Extrapolating likely pageview counts based on website rankings in the CrUX dataset.
CrUX (Chrome User Experience Report) is a well-established dataset, published by Google, giving developers a glimpse at the real-world performance of websites. It’s very interesting to correlate with technology detection to look for possible patterns in the data. It doesn’t say how much traffic do specific websites get exactly, but we can try to estimate that! We can reuse pageview data from analytics.usa.gov, comparing it with websites’ CrUX ranks, to get a rough idea of how many pageviews websites in different CrUX ranks might get.
Data sources
Source | Description | Last updated |
---|---|---|
analytics.usa.gov | Top hostnames, 30 days (10k websites) | 2024-09-09 |
Tranco | “latest list”, 30 days (1M websites) | 2024-09-09 |
CrUX | Cached Chrome Top Million Websites | 2024-08-14 |
Results
CrUX Rank | Pageviews (median) | Extrapolated |
---|---|---|
1,000 | 3,743,794,604 | |
5,000 | 969,861,891 | |
10,000 | 505,802,570 | |
50,000 | 105,333,939 | |
100,000 | 33,557,875 | |
500,000 | 7,759,115 | |
1,000,000 | 2,335,489 | |
5,000,000 | 612,733 | |
10,000,000 | 293,886 | |
50,000,000 | 53,367 |
5M, 10M, 50M values extrapolated based on a power series trend line of 7.73E+12x^-1.06
. R² = 0.992.
View the data in Google Sheets: CrUX rank to pageviews
The above results are based on CrUX ranks only. Tranco ranks results are shared below for reference.
Methodology
With DuckDB:
create table tranco as select * from './top-1m.csv';
create table analytics as select * from './top-10000-domains-30-days.csv';
create table crux as select * from './20240814-crux-current.csv';
create table mapping as (
select
a.hostname,
crux.origin as crux_origin,
column1 as tranco_domain,
a.pageviews,
a.visits,
rank as crux_rank,
column0 as tranco_rank,
from analytics a
-- CrUX has full origins including protocol. Analytics data uses domain only.
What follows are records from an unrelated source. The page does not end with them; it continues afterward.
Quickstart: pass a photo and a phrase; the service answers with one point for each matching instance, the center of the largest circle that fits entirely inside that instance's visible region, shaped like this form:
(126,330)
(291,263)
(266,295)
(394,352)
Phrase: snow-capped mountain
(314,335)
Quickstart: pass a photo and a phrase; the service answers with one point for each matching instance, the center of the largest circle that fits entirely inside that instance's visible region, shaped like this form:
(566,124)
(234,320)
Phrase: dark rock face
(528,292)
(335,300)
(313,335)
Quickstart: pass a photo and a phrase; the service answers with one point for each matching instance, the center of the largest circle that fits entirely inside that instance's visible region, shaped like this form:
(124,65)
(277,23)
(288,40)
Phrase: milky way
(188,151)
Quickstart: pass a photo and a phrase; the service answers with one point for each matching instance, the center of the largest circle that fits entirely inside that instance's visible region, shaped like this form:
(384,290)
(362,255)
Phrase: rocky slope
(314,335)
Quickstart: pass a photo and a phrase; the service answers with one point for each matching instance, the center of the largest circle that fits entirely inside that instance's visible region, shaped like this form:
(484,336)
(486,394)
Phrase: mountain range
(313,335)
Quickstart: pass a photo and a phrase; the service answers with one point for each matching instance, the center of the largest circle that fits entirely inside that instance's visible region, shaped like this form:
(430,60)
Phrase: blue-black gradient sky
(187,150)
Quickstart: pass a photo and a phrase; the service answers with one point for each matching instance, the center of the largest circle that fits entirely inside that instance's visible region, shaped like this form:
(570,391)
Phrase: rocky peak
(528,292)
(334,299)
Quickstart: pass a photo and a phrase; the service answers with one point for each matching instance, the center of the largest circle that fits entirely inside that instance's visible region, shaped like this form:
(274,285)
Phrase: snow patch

join crux on a.hostname = regexp_extract(crux.origin, '^(?:https?:\/\/)?([^\/]+)', 1)
-- Tranco has a tendency to use root domains even for sites served on www.
left join tranco on regexp_extract(a.hostname, '^(?:www\.)?(.+)', 1) = tranco.column1
order by rank asc
);
copy(select * from mapping) to './crux-tranco-analytics-mapping.csv';
CrUX full results
Pageview scores are given for 365 days.
crux_rank | min_pageviews | max_pageviews | median_pageviews | avg_pageviews | count |
---|---|---|---|---|---|
1000 | 2944146696 | 4543442510 | 3743794603 | 3743794603 | 2 |
5000 | 2615 | 4086099226 | 969861891 | 1160648800 | 17 |
10000 | 77886985 | 1670330142 | 505802570 | 546856260 | 8 |
50000 | 1606 | 720381544 | 105333938 | 140603434 | 55 |
100000 | 2932 | 390257476 | 33557874 | 50807897 | 70 |
500000 | 1399 | 1249634537 | 7759115 | 18421315 | 336 |
1000000 | 1679 | 67022845 | 2335489 | 3763187 | 283 |
select
crux_rank,
min(pageviews * 365.0 / 30.0) as min_pageviews_365,
max(pageviews * 365.0 / 30.0) as max_pageviews_365,
median(pageviews * 365.0 / 30.0) as median_pageviews_365,
avg(pageviews * 365.0 / 30.0) as avg_pageviews_365,
count(pageviews) as count_pageviews
from
mapping
group by
crux_rank
order by
crux_rank;
Caveats
- CrUX ranks origins (including protocol and full), while Tranco ranks hostnames.
- Only 771 data points are available, 80% of which are for the 500k/1M ranks.
- The date ranges differ, so the site traffic reflected in the ranks and page views are for different time periods.
- The pageviews dataset is for websites primarily intended for a USA audience, while the rankings are global.
- Yearly pageview data is extrapolated from a specific 30-day period over the summer months in North America.
- There is no data for CrUX ranks above 1M (5M, 10M, 50M).